The FINANCIAL — Predicting the future is dangerously easy. Getting it right is dangerously hard. In the late 1980’s a smart young man discovered a way to predict the future price of any stock. He began to send his weekly predictions to thousands people over e-mail, establishing his credibility as an brilliant analyst. After three or four predictions, he would start charging for his weekly stock tips, and people from all over the world were happy to pay for this valuable information. After all, several hundred dollars a week was a low price pay for accurate stock price predictions.
This smart young man was ultimately labeled a con man instead of a genius. His approach was simple. The young con artist took a list of 80,000 email addresses and split this list in half. He then picked a stock with high price volatility and told the first 40,000 people the stock would go up in value. At the same time, he told the second group of 40,000 that the stock price would drop. The second week, he split the list of people who received the correct prediction again in half. He picked another volatile stock and again sent opposite predictions to each new list of 20,000 people. By the end of four weeks our con artist had a group of 5,000 people convinced he was a Wall Street Wizard, and he started charging hundreds of dollars a week for his advice.
As humans, we love to believe that people can predict the future. The fact that we can even conceive of the future as a concept sets us far ahead of any other animal on earth. However, it turns out that we are actually much worse at predicting the future than we realize. Our confidence in our ability to predict the future far outweighs our actual ability to do so.

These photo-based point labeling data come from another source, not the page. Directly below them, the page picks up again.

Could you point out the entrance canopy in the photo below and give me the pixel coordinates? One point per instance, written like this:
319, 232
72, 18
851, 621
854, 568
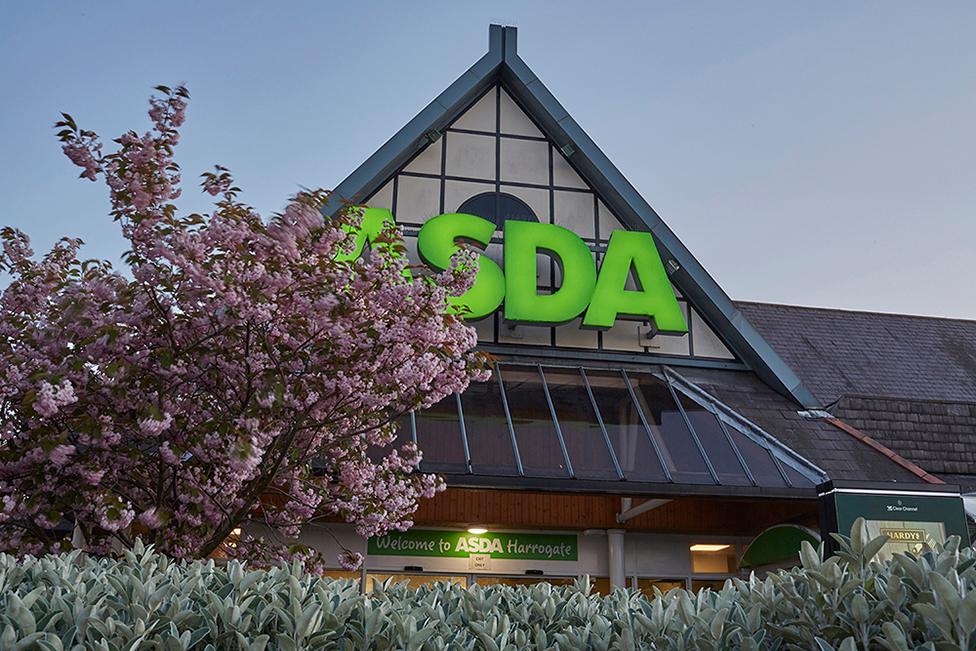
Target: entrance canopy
606, 430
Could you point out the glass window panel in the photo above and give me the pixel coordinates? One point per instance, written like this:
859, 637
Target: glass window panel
647, 586
439, 438
522, 580
716, 445
761, 465
489, 440
584, 439
403, 435
635, 455
534, 430
414, 580
714, 561
668, 426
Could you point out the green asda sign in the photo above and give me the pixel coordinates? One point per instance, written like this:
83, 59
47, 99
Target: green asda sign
601, 297
460, 544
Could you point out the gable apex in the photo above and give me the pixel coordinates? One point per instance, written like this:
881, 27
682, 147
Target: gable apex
501, 65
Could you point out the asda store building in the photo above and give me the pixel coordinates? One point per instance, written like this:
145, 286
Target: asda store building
640, 426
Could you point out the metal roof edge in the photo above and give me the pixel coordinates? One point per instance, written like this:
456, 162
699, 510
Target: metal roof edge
406, 142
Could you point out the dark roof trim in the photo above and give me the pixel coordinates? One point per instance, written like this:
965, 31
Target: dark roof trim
644, 489
502, 61
888, 452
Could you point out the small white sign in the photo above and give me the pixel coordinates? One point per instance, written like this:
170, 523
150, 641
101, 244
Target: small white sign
479, 562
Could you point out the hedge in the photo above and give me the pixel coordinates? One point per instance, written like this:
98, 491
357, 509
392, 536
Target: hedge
143, 600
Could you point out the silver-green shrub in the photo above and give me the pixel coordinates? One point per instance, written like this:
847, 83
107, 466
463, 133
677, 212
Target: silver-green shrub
143, 600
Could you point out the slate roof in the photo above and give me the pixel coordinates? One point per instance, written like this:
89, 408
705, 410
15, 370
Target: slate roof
908, 382
842, 352
835, 451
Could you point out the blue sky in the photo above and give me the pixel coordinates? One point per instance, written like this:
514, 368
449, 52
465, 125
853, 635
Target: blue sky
807, 153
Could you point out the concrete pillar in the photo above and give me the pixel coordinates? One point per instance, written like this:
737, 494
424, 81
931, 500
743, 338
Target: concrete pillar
618, 570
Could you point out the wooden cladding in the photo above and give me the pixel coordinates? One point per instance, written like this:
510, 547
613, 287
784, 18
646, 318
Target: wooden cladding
461, 507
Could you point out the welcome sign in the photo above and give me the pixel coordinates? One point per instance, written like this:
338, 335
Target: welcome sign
601, 297
460, 544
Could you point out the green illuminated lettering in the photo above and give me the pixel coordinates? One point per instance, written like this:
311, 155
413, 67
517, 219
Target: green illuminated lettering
655, 298
523, 302
374, 221
437, 243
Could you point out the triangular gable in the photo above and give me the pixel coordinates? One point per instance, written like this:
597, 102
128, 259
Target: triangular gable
439, 172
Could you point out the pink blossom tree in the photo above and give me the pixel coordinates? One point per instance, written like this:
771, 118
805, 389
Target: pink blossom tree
241, 371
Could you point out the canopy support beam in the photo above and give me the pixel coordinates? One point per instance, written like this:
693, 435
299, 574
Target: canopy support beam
627, 511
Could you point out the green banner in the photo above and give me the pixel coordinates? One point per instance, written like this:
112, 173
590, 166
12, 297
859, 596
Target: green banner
461, 544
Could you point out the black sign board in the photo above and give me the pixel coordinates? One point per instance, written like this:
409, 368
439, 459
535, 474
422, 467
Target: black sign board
910, 515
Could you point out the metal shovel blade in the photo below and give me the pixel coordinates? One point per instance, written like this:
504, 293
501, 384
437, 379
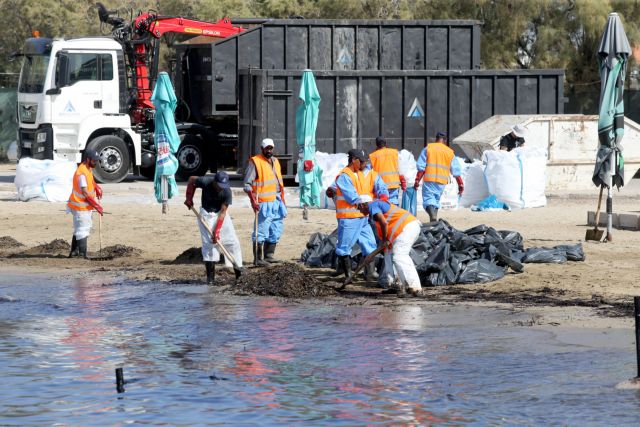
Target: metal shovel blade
594, 234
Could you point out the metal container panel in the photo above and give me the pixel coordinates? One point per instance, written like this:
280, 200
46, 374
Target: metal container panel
332, 45
408, 107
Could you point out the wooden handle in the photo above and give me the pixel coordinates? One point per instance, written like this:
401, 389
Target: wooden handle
220, 246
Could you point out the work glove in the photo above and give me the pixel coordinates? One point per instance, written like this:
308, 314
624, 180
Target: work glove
460, 185
191, 189
254, 203
403, 183
331, 192
216, 233
419, 176
95, 205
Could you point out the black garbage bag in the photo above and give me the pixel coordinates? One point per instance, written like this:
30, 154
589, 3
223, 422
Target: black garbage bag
573, 252
512, 238
481, 271
315, 241
440, 278
545, 255
438, 258
478, 229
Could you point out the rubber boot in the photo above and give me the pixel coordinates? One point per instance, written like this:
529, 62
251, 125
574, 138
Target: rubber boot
210, 266
257, 255
433, 213
74, 247
82, 247
345, 261
370, 272
269, 249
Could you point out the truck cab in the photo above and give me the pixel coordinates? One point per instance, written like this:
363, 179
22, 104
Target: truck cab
73, 95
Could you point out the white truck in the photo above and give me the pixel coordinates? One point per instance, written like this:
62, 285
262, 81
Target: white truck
95, 93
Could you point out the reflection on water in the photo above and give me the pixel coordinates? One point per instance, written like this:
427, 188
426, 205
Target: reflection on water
193, 357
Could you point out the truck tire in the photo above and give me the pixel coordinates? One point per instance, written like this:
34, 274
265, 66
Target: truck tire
114, 158
191, 157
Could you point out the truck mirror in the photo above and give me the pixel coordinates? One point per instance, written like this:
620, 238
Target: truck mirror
62, 70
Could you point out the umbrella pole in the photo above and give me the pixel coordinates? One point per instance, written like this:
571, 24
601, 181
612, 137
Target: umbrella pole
612, 170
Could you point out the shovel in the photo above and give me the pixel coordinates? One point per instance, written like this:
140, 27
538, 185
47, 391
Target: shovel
219, 245
360, 266
596, 234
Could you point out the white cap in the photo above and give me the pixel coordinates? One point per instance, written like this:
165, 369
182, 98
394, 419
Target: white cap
519, 130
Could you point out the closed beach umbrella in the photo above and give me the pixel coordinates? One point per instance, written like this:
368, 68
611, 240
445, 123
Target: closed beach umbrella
167, 140
309, 174
613, 52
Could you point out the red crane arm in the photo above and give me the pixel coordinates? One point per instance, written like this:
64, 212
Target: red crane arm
156, 26
159, 25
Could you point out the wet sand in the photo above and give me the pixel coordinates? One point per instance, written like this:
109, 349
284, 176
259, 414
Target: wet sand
603, 285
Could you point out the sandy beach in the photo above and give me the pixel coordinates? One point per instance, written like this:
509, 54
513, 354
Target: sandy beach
604, 283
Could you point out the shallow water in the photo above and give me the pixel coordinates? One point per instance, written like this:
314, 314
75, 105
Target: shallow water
192, 357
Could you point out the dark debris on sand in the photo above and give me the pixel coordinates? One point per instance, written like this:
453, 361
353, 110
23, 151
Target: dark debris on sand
282, 280
56, 246
190, 256
118, 251
8, 242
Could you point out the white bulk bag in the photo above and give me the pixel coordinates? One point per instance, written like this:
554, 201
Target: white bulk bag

In a previous career, I was part of the senior management team of an 8000 person consulting company. Every year, like managers in many well-run companies, we would lock ourselves away in some fancy retreat and develop our 1, 3 and 5 year plans for growth. Then, like clockwork, our company would grow very close to the predicted numbers. We all enjoyed the accolades and monetary bonuses for our great predictions and exceptional leadership. The one problem with our success is that we were rarely ever correct in the details of our actual predictions. Our revenue growth came from places that we never imagined during our planning sessions.
In reality, we were terrible at predicting how we were going to grow. Thankfully, we were pretty good at adjusting direction in the heat of battle, and we always managed to deliver the promised revenue and profit. Because we “hit our numbers” no one (including us) ever looked backward at our predictions to verify that they actually came true. We all just patted ourselves on the back and moved on to the next yearly planning meeting.
When I looked back at these meeting notes years later, I was surprised at how incorrect our predictions actually were. But even more disturbing than my personally incorrect predictions was my own personal revisionist memory. My review taught me that my mind adjusted its memory of what we predicted to better match what actually happened. My psyche had spared itself the psychological discomfort of admitting it was wrong.
After sharing this disturbing insight with several colleagues and a social psychologist, it turned out my revisionist approach to history was quite common for people in business. The danger is that this adjusted memory convinces us we are good at predicting the future, when are actually quite bad at it. The resulting decisions made based on confident, incorrect predictions of the future create chaos in companies and governments around the world.
Software engineering projects are a great example of the damage too much confidence in future predictions. A traditional software engineering approach is called the waterfall method. This approach has been used for decades and closely mirrors how most companies run. Experts lock themselves away from the world for weeks or months and design exactly how the software application should function. Then the development team will build the software program as envisioned by the designers.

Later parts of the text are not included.